5th International Wudang Tai Chi Tournament

Last week was an unusual week for our school. A Taichi and Kungfu forms competition was held here in Wudangshan. Our Master encouraged us to participate, on the grounds that it would be a valuable learning experience. And it was.

First, we learned what it means to prepare for competition. The week before the opening ceremony was jammed with extra practices. Master and the other coaches made time in their own schedules to go over the competitors’ forms with microscopic attention to detail. In regular training, it is okay to feel your way through a form and make mistakes. For competition practice, the bar was set far higher, and it was cool to see people rise to the challenge. Hand technique had to be precise. Stances had to be both low and stable. Body technique had to be powerful and expressive. Eye technique had to be fierce and spirited. Everybody improved a lot. We got a sense of how we might someday prepare our own students for something like this.

It was also spectacular to watch Master teach. One can see him teach basics any day of the week. However, when he is pushing a talented student toward perfection, he becomes truly stunning. He is my master and I am constantly amazed by him, but I have never been more in awe of his skill as a martial artist and a teacher than I was when he was helping my classmates hone their forms.

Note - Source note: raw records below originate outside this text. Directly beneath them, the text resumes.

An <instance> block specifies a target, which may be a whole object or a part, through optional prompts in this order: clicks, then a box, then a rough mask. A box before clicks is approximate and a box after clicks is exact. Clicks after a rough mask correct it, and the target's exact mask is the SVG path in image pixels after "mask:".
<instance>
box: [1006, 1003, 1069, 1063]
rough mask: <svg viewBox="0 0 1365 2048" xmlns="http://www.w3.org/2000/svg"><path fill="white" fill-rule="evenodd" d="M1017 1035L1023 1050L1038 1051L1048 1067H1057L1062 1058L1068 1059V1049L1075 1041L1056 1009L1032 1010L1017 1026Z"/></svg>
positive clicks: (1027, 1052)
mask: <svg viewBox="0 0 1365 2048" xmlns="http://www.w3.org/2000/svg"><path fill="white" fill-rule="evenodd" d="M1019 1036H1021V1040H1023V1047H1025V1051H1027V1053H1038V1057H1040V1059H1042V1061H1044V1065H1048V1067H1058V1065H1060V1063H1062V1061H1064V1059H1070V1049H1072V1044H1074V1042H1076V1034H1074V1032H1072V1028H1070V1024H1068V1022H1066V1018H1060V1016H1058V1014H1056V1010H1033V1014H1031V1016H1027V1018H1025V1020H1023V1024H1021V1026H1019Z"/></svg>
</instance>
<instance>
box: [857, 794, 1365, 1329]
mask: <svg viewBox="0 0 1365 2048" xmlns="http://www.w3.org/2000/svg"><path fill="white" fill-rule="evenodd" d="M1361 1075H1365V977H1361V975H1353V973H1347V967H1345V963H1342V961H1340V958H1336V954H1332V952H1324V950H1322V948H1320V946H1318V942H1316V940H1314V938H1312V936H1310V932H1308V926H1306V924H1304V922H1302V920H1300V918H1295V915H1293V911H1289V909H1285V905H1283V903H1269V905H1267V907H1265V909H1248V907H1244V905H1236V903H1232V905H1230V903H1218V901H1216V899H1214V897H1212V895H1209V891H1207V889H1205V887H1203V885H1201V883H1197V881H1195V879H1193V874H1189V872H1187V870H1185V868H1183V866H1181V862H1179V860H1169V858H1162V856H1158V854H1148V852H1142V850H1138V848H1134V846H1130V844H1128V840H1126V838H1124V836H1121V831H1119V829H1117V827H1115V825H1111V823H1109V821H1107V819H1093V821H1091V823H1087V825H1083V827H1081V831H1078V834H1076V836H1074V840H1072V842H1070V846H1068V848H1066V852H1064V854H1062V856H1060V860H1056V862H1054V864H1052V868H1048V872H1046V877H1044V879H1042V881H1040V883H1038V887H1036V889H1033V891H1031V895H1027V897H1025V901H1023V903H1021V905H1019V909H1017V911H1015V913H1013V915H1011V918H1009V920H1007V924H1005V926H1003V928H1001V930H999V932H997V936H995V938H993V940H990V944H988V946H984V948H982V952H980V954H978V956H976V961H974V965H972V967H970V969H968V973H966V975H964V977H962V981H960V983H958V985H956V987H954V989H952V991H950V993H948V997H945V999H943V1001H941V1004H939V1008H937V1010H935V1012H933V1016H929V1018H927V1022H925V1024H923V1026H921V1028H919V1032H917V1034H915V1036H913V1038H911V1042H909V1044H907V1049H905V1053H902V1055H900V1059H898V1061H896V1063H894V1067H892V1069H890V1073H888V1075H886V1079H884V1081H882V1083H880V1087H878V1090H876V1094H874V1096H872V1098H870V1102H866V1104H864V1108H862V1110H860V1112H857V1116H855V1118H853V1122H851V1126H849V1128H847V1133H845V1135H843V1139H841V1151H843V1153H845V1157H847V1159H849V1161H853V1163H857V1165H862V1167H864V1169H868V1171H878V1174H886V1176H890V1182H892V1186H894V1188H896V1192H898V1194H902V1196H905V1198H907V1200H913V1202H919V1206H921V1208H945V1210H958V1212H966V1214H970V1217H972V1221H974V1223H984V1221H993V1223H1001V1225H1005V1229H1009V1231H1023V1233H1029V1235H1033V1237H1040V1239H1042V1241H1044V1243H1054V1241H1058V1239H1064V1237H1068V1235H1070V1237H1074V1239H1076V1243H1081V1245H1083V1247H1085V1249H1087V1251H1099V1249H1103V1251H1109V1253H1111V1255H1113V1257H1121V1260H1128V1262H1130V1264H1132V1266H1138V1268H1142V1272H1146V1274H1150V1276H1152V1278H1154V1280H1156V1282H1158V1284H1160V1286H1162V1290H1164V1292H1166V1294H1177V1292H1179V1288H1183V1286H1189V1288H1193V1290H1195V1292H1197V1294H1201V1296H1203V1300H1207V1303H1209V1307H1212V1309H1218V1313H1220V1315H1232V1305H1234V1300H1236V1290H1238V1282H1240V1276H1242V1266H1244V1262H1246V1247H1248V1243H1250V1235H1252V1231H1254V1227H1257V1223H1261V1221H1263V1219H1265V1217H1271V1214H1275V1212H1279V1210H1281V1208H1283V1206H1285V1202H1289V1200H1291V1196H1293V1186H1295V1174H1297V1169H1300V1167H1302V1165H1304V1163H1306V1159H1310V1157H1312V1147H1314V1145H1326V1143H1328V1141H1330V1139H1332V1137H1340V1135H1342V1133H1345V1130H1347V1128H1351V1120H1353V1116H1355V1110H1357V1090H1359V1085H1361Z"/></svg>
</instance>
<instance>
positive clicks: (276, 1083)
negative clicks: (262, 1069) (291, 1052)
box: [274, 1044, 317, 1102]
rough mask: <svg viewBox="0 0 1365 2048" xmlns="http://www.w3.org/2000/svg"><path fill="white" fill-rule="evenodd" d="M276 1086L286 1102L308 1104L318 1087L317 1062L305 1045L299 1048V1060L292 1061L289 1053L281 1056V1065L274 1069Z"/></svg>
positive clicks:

Second, we learned about what competition is like and how it fits into our lives as traditional martial arts practitioners. Traditional martial arts is still difficult for me to encompass in a succinct definition, but it is nothing if not broad. Forms competition like this narrows our art. Set aside are defensive applications, internal health, mental calm and focus, and all the other parts of our training. A competition like this one is about performance, about showing the art. Judging is faulty and subjective, athleticism and flashiness usurp the place of practicality and discipline, and points and competitiveness replace the humble pursuit of  personal growth. These are truths of modern martial arts competition. But as martial arts evolves to survive in the modern world, it is avenues like this that keep it alive. Those of us who want to preserve our traditions must accept this, and shoulder the responsibility of ensuring that though the outlets for our art may be narrow, our practice always reflects kungfu’s original breadth.

That said, the representatives from our school did very well in the tournament. Almost everyone got a medal, and most people got two or three. I hope that we made our Master proud. Personally I was most proud of the way our school demonstrated our brotherhood across the lines of nationality. International competitions like this one are praised by their promoters as being great meeting places for east and west, but the stark contrast of Chinese culture inevitably creates a line dividing that which is Chinese from that which is not. Nowhere in the competition did I see people cross that line so freely as did the competitors from our school. We are brothers and sisters first. Passports only count after that.